La svolta dopo le audizioni in Commissione Ambiente: due proposte di legge di abrogazione. Resiste solo il consigliere Laghi

La centrale del "Mercure"

La vertenza del Mercure rinviata al Consiglio Regionale. È stato un lungo duello quello che si è consumato ieri pomeriggio sul futuro della Centrale di Laino Borgo. Sullo sfondo ci sono i ricorsi al Tar di Sorgenia, le osservazioni inviate al Governo dal Consorzio della Valle del Mercure, quelle dei comuni del Pollino e una serie di attività avviate da diversi partiti, sia di maggioranza, ma anche di opposizione che, in modo del tutto trasversale, si trovano d’accordo sul mantenimento della potenza del sito e la necessità di salvaguardare l’occupazione insieme all’indotto.
Qualche mese fa, il governatore della Calabria, Roberto Occhiuto, aveva scelto di negare l’autorizzazione al Mercure, poiché il Piano del Parco vieta impianti industriali con potenza di 41 MW elettrici come il Mercure, senza deroghe.

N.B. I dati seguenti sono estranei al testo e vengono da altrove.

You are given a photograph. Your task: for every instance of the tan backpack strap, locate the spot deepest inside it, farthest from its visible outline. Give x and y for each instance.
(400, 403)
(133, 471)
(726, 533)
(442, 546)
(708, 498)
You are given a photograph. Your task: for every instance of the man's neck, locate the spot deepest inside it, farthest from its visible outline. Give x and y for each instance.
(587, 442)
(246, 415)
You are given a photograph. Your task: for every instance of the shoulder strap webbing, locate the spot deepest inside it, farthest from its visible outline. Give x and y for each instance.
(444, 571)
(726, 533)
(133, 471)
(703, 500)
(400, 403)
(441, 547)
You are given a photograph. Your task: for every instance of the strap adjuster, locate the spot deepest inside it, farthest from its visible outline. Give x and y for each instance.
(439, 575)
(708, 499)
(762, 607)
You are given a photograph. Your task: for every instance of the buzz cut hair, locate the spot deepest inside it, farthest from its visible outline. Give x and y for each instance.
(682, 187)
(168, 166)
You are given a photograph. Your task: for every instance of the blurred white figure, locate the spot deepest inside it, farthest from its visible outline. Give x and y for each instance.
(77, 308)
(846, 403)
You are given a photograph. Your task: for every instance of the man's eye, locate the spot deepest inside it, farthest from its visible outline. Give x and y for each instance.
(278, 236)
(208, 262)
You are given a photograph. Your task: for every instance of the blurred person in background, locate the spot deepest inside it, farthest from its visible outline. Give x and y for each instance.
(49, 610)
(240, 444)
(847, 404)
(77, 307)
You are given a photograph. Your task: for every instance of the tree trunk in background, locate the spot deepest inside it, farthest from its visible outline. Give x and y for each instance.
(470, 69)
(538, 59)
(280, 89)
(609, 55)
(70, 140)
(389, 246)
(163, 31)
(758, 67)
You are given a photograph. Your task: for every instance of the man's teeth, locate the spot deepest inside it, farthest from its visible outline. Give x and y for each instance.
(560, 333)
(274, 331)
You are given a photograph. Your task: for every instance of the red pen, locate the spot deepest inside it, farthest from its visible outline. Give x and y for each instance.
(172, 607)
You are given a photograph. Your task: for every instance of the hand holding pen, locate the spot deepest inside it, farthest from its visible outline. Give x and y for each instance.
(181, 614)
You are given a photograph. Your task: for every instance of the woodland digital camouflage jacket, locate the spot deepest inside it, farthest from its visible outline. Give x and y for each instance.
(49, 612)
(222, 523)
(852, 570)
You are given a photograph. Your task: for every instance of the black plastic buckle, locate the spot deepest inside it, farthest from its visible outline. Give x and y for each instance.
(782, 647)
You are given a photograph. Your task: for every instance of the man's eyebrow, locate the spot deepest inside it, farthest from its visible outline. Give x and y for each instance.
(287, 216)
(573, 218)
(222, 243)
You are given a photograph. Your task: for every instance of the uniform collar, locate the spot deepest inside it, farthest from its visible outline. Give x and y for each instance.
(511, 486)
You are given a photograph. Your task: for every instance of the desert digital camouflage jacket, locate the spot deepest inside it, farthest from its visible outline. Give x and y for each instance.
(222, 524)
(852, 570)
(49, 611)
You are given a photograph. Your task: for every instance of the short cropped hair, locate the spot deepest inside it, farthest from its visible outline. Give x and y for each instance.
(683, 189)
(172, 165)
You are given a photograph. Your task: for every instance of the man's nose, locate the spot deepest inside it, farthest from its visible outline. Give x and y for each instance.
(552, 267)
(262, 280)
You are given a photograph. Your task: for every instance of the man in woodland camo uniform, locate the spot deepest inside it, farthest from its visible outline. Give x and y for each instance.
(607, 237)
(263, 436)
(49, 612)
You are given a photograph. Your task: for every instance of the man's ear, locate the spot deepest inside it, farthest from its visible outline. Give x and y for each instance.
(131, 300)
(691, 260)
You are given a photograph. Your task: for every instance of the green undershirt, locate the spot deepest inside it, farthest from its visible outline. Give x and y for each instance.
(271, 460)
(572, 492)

La decisione ottenne subito il consenso delle associazioni ambientaliste. Ed è su questa base che la Commissione ambiente, presieduta da Katia Gentile, ha discusso le due proposte di abrogazione: la prima dei consiglieri De Nisi, Graziano e Gentile e l’altra dei consiglieri di opposizione Bevacqua, Iacucci, Alecci, Bruni, Mammoliti e Muraca.
Contro le due iniziative c’è stato soltanto il consigliere regionale, Ferdinando Laghi. Il 14 gennaio si procederà, nella riunione dei capigruppo, a trasferire la vertenza sul tavolo del Consiglio Regione. L’audizione di ieri (otto ore circa) è scaturita dal precedente incontro delle parti interessate con il presidente del Consiglio regionale, Filippo Mancuso. Il consigliere Giuseppe Graziano durante la sua audizione ha spiegato come la proposta nasce dall'esigenza di abrogare una norma, entrata in vigore da poco, che depotenzia le centrali a biomasse. Oltre a rilevare come il passaggio avrà «conseguenze drammatiche dal punto di vista naturalistico ed occupazionale, già a partire dagli anni 2000 si è parlato della riconversione, realizzata con il consenso delle amministrazioni locali e finalizzata all’avallo delle fonti energetiche alternative». Il ridimensionamento previsto dalla norma «rappresenta la pietra tombale con ripercussioni di ordine sociale che potrebbero determinare ripercussioni anche di ordine pubblico.